In 1971, the year before the State Land Master Plan was adopted, Trudy Healy published the second edition of A Climber’s Guide to the Adirondacks. It was a slim, staple-bound booklet that described about seventy rock-climbing routes.
Last year, Jeremy Haas and Jim Lawyer published the second edition of Adirondack Rock, a two-volume affair with descriptions of more than three thousand routes. In addition, other authors are working on guidebooks for bouldering and slide climbing in the Adirondack Park.
Haas points to these books as evidence of the growth in popularity of technical climbing and mountaineering since the early 1970s. He and other climbers are hoping the Adirondack Park Agency recognizes this growth when it considers amendments to the State Land Master Plan.
The master plan now contains only a few sporadic references to rock climbing, ice climbing, and mountaineering. It includes mountaineering in a list of “forms of primitive and unconfined recreation” that are permitted in Wilderness Areas. Some others are hiking, fishing, ski touring, birding, and snowshoeing. These types of recreation are allowed throughout the Forest Preserve.
Haas would like mountaineering to be given more prominence.

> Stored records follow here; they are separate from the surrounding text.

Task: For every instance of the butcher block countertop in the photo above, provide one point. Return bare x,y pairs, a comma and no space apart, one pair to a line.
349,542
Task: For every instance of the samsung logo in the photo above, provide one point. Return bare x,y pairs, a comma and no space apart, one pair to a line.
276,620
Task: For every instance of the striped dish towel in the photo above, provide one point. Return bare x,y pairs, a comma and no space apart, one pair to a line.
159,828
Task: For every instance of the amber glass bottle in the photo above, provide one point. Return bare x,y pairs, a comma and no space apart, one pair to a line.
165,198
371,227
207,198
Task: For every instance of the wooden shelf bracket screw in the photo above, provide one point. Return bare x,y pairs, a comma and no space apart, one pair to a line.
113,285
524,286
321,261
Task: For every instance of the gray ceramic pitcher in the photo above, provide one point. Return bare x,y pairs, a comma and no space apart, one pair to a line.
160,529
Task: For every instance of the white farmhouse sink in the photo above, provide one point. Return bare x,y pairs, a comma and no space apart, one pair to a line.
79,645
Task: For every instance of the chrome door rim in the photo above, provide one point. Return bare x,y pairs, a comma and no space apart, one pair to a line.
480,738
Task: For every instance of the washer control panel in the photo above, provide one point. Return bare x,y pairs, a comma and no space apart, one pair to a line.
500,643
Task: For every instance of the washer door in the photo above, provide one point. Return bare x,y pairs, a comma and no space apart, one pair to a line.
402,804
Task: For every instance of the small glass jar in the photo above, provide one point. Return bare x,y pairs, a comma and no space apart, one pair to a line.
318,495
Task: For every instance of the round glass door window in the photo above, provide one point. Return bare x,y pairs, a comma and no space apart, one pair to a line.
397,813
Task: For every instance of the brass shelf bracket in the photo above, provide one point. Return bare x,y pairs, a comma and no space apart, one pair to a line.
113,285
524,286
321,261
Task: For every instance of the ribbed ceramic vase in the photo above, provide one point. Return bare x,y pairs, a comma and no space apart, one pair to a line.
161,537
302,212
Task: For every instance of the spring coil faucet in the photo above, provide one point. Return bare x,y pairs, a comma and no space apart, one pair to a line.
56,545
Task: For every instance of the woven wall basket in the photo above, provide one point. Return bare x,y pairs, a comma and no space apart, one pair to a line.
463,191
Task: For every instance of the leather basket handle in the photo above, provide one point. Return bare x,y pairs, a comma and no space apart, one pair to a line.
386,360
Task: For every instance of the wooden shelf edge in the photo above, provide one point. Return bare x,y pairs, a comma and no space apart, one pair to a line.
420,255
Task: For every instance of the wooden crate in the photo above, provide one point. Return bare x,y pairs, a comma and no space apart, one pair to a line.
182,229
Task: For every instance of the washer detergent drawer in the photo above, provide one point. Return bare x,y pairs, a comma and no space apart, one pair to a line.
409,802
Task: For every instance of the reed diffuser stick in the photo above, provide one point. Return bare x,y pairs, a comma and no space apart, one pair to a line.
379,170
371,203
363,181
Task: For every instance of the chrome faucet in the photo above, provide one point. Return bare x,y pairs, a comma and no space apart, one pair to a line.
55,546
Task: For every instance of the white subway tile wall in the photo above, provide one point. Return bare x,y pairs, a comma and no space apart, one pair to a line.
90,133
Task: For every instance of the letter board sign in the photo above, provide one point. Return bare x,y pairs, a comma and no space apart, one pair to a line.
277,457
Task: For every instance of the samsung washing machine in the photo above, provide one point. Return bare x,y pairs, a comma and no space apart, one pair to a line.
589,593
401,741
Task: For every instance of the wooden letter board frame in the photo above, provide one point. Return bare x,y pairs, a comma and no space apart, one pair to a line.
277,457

The plan, he suggests, should specify that mountaineering activities include rock climbing, ice climbing, slide climbing, bouldering, and ski mountaineering.
“There are plenty of people who think mountaineering is trudging up a High Peak with crampons and maybe an ice ax,” Haas said. “This is just to clarify that it is more than that.”

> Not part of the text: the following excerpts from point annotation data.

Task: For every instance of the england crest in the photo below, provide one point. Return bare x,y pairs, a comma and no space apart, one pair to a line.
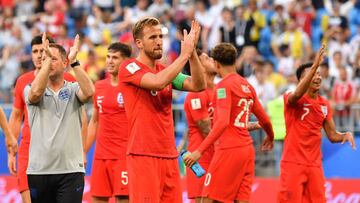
324,110
120,100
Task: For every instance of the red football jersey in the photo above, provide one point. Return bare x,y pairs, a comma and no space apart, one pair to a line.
304,121
112,132
19,101
149,112
235,96
198,106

Haas said climbers contribute to the regional economy—by hiring guides, patronizing gear shops, and dining and lodging in the Park—but tend to get overlooked. “We don’t need a license, we don’t need a permit, we don’t necessarily have to sign in at trailheads,” he said. “We’re not that visible because our cliffs are often pretty obscure.”
Besides giving climbers of all stripes greater recognition, Haas said, the amendment would accomplish two things.

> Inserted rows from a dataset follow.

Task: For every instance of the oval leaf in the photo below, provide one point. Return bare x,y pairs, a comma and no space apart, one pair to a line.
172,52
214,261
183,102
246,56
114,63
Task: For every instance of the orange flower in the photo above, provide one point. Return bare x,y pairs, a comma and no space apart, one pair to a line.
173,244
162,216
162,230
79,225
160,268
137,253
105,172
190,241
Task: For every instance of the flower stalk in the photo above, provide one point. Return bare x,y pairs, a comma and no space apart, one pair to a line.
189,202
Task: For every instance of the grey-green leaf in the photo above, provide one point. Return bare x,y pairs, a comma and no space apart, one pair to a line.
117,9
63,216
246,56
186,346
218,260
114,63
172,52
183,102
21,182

First, it would encourage officials in the state Department of Environmental Conservation to take note of cliffs, slides, and other mountaineering resources when writing management plans for Forest Preserve tracts and, when necessary, recommend ways to remedy or prevent environmental degradation.
Second, if mountaineering resources were recognized in management plans, Haas said, DEC could issue permits to volunteers to maintain approach paths and descent paths, keeping climbers from trampling vegetation, and control erosion at the base of cliffs.
“There are places that have been overused for a decade or two that are desperately in need of attention,” Haas said.
Fred Monroe, executive director the Adirondack Park Local Government Review Board, sees no problem with the proposed amendment, but said he will need to discuss it with his board before offering a formal endorsement.
The review board has its own wish list, including several proposed amendments to improve or expand recreation in the Park.
The APA is receiving comments on the master plan through December 5. They can be emailed to SLMP_Comments@apa.ny.gov or sent to Kathy Regan, APA Deputy Director, P.O. Box 99, Ray Brook, NY 12977.
All of the Almanack‘s stories about revisions to the Adirondack Park State Land Master Plan can be found here.
Photo by Phil Brown: Mike Virtanen tops out on Pete’s Farewell near the Cascade Lakes.
Sure why not add wordage for mountaineers? (Not to be confused with the Saranac Lake ruby variety!)
Doesn’t the state prohibit storing personal property on forest preserve. I think it would be good to clarify whether leaving anchors in rocks is legal. There are lots of places to rock climb in the north east, it seems like forest preserve, particularly wilderness, where man is only a visitor, should provide the unadulterated rock climbing experience.
The state may also also consider closing some routes to reduce environmental impacts and social carying capacity of having larger crowds climbing in one area. Right now, it is kind of
Unregulated so I say go for it. Add it to the plan, but it may have unintended consequences.
There should be registers for some of these climbing spots. It is important to keep track of the use so that the climbers can get their fair share when it comes to maintenance funds etc.
Many users are not tracked very well. The same goes for fishermen and hunters in many well used areas that are not part of a “hiking” area or canoe area.